You and your smartphone are probably on close terms, but that’s nothing compared to iBoy, the new movie starring Bill Milner and Maisie Williams, which is currently on Netflix. Based on the young adult novel by Kevin Brooks, it tells the tale of Tom (Milner), a London schoolboy who is shot after he finds attackers sexually assaulting his friend Lucy (Williams). Pieces of a shattered iPhone – no shit – get lodged in his brain and give him a sort-of Apple upgrade, allowing him to intercept messages and phone calls. We chatted to Bill about iBoy, superheroes and, of course, the legend that is Maisie Williams.
So, the concept for iBoy is fairly out there…
There are some quite crazy and ridiculous elements to the story, but then it is grounded in reality. I think that’s what the audience will like; they might see their own stories. What I love about it isn’t necessary the sci-fi, it’s the characters and how they relate.
iBoy is aimed at teenagers, and there’s a violent shooting in the first 10 minutes. Do you think a younger audience might find that scene troubling?
I read some reviews of the book and there were quite a few parents saying, “If I knew that this book dealt with drugs, rape and gang culture, I wouldn’t have bought it for my 16-year-old child”. But a lot of them said, “I’m very glad I did, because I was able to have this conversation with my son or daughter”. I think that’s important. These are topics that we need to talk about. So maybe it is a bit dark and graphic, but actually it is about reality, despite the fact we’re looking at it through the eyes of a boy with superpowers.
Bill, do you reckon the world really needs another superhero film?

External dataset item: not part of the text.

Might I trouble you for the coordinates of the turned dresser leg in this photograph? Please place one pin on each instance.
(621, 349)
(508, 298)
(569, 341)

Well, there aren’t many British superhero movies. iBoy is kind of a British Spiderman: Tom is a normal teenager who goes to high school, and it’s only because of some freak and somewhat unbelievable accident that he gains these powers.
We heard you were involved with writing the script…
Yeah, [director Adam Randall] was really interested in the cast’s opinions. He wanted younger voices in there. It felt really special for someone to sit down with us and ask what we wanted. Maisie spoke a lot about our approach to the sexual assault scene – if we wanted to make the film in a real and gritty way, we needed to use the word “rape”, rather than step around it. There were a few drafts of the script that said “attack”, which does a disservice to people that have been through that. It’s something people should be able to talk about openly, and not be ashamed.
Maisie Williams is, notoriously, cool as fuck. Was she a right laugh during filming?
She’s one of my best mates now! I was staying with my brother in Hackney and she was in an Airbnb round the corner. Living and filming in Hackney was so fun – there are great pubs everywhere. Maisie got recognised quite a lot when we went out, but she just takes it in her stride.
Do you see iBoy as a Black Mirror-style comment on our relationship with technology, or as more of a straight-up sci-fi thriller?
People have compared it to Black Mirror, but they’re cautionary tales, whereas our film embraces technology and sees it in a positive light. If there’s a cautionary tale in iBoy, it’s that if you have power, you have to go after what you want, but you shouldn’t jeopardise your friendships.